Ce rattachement à l’Ukraine semble donc plus découlé d’un raisonnement purement pragmatique et économique. Cette affiliation permettait en outre la fourniture en eau et en électricité par l’Ukraine par l’istme de Perekop lorsque la Russie n’est pas rattachée par la terre directement à celle-ci rendant difficile son développement économique.

Cela donne un autre regard sur le transfert de la péninsule à l’Ukraine et remet relativement en question l’affirmation prônée par les pro-russes « récupérer ce qui est à nous »

D’ailleurs, en 1991, le président ukrainien, L.Kravchuk, prononcera ses mots s’adressant aux Criméens qui souhaitait faire sécession :

« En 1954, l’Ukraine reçut une poupée cassée. Nous l’avons réparé, et maintenant ils la veulent. »

Retour des Tatars

Dans le contexte de la Perestroïka, dans les années 1980-90, environ 150’000 Tatars reviennent s’installer en Crimée. Ils y subiront de la discrimination de la part du peuple Russe et ne seront pas indemnisés pour les préjudices subis.

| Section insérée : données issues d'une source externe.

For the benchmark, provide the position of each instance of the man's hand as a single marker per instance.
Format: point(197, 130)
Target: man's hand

La Crimée dans l’Ukraine [1991-2014]

En préambule, rappelons que la relation ukraino-criméenne ne remonte pas à 1991. En 1710 déjà, après que Pierre Ier eut réussi à soumettre l’Ukraine suite à la bataille mené contre l’hetman cosaque I.Mazepa, Pylyp Orlyk, le successeur de Mazepa établira la première constitution ukrainienne dans une alliance anti-moscovite avec les Tatars.

A la faveur de l’effondrement de l’URSS, le Conseil Suprême de la RSS d’Ukraine adopte la « Déclaration de souveraineté de l’Ukraine » le 16 juillet 1990.

Le 24 août 1991, l’Ukraine est proclamée Etat indépendant.

En décembre de la même année, un référendum d’autodétermination a lieu pour répondre à la question :

« Etes-vous favorable à la déclaration d’indépendance de l’Ukraine ? »

Le oui l’emportera à 92,3% pour une participation de 84,18% sur l’ensemble du territoire et la Crimée se prononce à 54% en faveur de cette indépendance, 57% à Sébastopol (plus faibles pourcentages en faveur du oui)

OUI // NON au référendum d’indépendance de l’Ukraine

 

Un mouvement sécessionniste russe, craignant des revendications ukrainiennes et tatars (notamment du fait de la politique de Staline à leurs égards), « conteste » les résultats et proclame l’indépendance de la Crimée.

Tenant compte de ses revendications, la Crimée obtint le statut de République autonome.Le 5 mai 1992, elle proclame son indépendance, mais reste rattachée à l’Ukraine dans le cadre d’un accord entre les deux parlements.

La constitution ukrainienne de 1996 puis sa modification en 1998 fixera les conditions de cette indépendance. (compétences financières, parlement, conseil des ministres, etc.)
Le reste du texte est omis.